Le rapport du Service Social International (SSI) sur les enfants placés en institution à Maurice recommande d’utiliser les familles d’accueil comme alternative aux shelters. La Child Development Unit (CDU), qui dit accueillir favorablement cette proposition, relève toutefois plusieurs obstacles, dont le manque de ressources et le choix des parents. Une vingtaine de couples sont toutefois sur la liste d’attente.
Renforcer et professionnaliser le programme de familles d’accueil et promouvoir l’adoption. Ce sont deux des recommandations de la fondation suisse SSI qui a animé des sessions de travail et enquêté sur les enfants placés en institution à Maurice. Invité à réagir à ces propositions, le ministère de l’Égalité des Genres, du Développement de l’Enfant et du Bien-être de la famille, à travers la CDU, dit accueillir favorablement ces propositions. Toutefois, précise-t-on, « La recommandation est très pertinente, mais il faudra évaluer les implications humaines et financières d’un tel projet ».

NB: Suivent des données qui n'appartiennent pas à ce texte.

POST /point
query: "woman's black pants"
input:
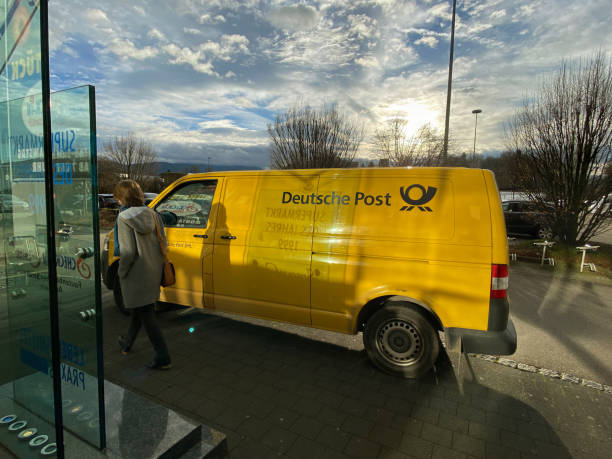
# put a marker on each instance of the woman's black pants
(145, 316)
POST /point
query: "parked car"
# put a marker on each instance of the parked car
(107, 201)
(527, 218)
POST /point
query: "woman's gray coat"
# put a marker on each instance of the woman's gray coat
(141, 261)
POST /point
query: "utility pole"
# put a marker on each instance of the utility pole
(475, 112)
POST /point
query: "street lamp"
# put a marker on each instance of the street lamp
(475, 112)
(448, 89)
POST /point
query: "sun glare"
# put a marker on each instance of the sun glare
(415, 114)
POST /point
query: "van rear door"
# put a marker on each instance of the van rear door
(263, 243)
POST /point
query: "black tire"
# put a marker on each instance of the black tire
(118, 297)
(400, 341)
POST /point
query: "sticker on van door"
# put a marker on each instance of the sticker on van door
(424, 198)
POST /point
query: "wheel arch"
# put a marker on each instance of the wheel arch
(378, 303)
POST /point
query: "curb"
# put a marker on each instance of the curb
(544, 371)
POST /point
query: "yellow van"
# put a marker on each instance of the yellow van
(398, 254)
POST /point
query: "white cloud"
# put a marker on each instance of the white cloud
(441, 10)
(363, 26)
(125, 49)
(96, 16)
(156, 34)
(209, 19)
(193, 58)
(292, 18)
(428, 41)
(498, 14)
(368, 61)
(220, 124)
(192, 31)
(371, 57)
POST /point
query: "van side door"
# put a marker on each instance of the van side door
(263, 246)
(189, 212)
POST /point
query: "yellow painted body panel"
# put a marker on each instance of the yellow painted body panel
(312, 247)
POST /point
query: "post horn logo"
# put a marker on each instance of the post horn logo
(426, 196)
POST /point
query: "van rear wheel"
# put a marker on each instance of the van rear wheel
(400, 341)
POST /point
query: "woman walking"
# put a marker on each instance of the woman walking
(140, 268)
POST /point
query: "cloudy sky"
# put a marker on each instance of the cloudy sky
(202, 78)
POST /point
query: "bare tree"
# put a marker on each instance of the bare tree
(304, 138)
(563, 135)
(134, 158)
(423, 148)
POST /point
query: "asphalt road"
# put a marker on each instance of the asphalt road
(605, 237)
(563, 320)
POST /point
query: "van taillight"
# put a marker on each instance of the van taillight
(499, 281)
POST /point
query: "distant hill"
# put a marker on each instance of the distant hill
(165, 166)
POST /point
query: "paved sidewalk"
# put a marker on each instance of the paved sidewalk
(293, 392)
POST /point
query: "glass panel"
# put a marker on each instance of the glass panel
(27, 389)
(76, 242)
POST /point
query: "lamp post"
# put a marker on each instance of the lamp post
(475, 112)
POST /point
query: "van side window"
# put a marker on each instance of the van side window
(188, 206)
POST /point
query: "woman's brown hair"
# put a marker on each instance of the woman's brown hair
(129, 193)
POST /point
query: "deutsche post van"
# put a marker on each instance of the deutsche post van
(398, 254)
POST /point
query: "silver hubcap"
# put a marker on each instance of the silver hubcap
(399, 342)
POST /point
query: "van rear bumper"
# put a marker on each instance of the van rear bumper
(501, 342)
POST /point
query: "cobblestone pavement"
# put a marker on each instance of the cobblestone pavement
(279, 390)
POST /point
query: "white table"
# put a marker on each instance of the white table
(584, 249)
(545, 245)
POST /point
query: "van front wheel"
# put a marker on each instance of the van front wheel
(400, 341)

Actuellement, il y a 575 enfants placés dans différents centres résidentiels à travers l’île. Le rapport note que les conditions n’y sont pas toujours appropriées. Beaucoup de ces enfants vivent avec un handicap. On se souvient également que des cas d’abus et de maltraitance ont été enregistrés dans le passé. Le ministère a même mis en place un Fact Finding Committee sur les Residential Care Institutions, mais le rapport est toujours attendu à ce jour.

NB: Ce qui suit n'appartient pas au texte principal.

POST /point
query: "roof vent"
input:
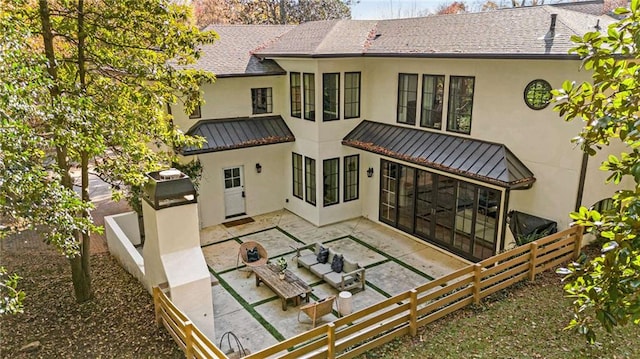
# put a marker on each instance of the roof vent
(552, 28)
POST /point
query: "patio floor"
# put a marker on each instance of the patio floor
(394, 263)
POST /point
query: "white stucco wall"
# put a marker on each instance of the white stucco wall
(231, 97)
(541, 139)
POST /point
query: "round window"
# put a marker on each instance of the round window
(537, 94)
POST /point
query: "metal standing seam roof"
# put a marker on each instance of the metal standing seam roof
(241, 132)
(484, 161)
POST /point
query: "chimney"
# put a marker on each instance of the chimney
(552, 28)
(172, 254)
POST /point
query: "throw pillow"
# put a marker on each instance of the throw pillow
(253, 255)
(323, 255)
(338, 263)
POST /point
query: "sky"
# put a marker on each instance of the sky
(388, 9)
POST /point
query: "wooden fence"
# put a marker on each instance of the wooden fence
(184, 332)
(402, 314)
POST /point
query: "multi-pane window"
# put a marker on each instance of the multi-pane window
(330, 183)
(351, 95)
(296, 94)
(310, 180)
(309, 97)
(330, 97)
(452, 213)
(297, 174)
(261, 100)
(407, 97)
(195, 113)
(351, 177)
(460, 104)
(432, 97)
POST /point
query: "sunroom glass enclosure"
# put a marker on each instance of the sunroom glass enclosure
(460, 216)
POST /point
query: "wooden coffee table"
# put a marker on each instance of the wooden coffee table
(290, 288)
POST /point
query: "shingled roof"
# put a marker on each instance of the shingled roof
(509, 33)
(231, 55)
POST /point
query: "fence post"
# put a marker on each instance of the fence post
(331, 340)
(477, 275)
(413, 313)
(188, 339)
(156, 303)
(533, 260)
(578, 241)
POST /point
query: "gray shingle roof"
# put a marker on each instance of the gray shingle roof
(480, 160)
(231, 55)
(242, 132)
(519, 32)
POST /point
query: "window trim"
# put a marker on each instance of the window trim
(325, 96)
(359, 91)
(346, 182)
(325, 179)
(310, 182)
(197, 113)
(268, 99)
(309, 96)
(435, 97)
(298, 156)
(410, 121)
(292, 100)
(450, 113)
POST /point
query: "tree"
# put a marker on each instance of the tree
(606, 289)
(269, 11)
(88, 82)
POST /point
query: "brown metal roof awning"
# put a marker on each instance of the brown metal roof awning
(484, 161)
(234, 133)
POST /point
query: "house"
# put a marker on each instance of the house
(437, 126)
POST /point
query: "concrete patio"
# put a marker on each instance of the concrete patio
(394, 263)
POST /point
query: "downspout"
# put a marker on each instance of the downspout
(583, 176)
(505, 211)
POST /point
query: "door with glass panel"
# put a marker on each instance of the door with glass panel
(233, 192)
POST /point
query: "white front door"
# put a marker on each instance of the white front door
(233, 192)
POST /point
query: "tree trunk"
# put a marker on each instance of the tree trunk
(80, 269)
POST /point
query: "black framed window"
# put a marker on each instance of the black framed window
(309, 97)
(310, 180)
(330, 97)
(460, 104)
(296, 165)
(351, 95)
(196, 112)
(407, 97)
(460, 216)
(351, 177)
(331, 181)
(295, 91)
(261, 100)
(432, 98)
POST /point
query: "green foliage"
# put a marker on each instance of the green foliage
(606, 290)
(10, 297)
(86, 83)
(269, 11)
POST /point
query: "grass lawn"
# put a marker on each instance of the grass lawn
(525, 322)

Toujours est-il que dans la réalité mauricienne, le service de famille d’accueil est loin d’être aussi simple, selon les indications fournies par la CDU. « Les parents ont des choix précis. Par exemple, ils préfèrent les bébés, si possible dès un mois. La plupart ne souhaitent pas accueillir un enfant avec handicap. Et dans certains cas, ils sont réticents à ce que l’enfant garde contact avec sa famille biologique ».
Il y a actuellement 44 familles d’accueil sous le programme du ministère. Il y a également une liste de 21 familles en attente. « Ces personnes se sont déjà enregistrées et attendent un enfant ».
Le SSI fait lui ressortir qu’il important pour Maurice de mener une campagne de sensibilisation, afin d’encourager les familles à accueillir des enfants avec handicaps ou ayant des difficultés de comportement. La formation des personnes concernées devrait aussi être une priorité. La fondation se dit même prête à apporter son soutien pour cela. SSI recommande également l’inclusion des « foster carers as key stakeholders in the child protection framework ».
Rappelons qu’après la formation assurée par SSI récemment, une équipe locale a été mise en place pour continuer le travail commencé. Cette équipe est composée principalement d’effectifs des ministères de l’Égalité des Genres et de la Sécurité sociale. Elle assurera la formation du personnel des institutions concernées, dans le but d’offrir une meilleure prise en charge des enfants placés.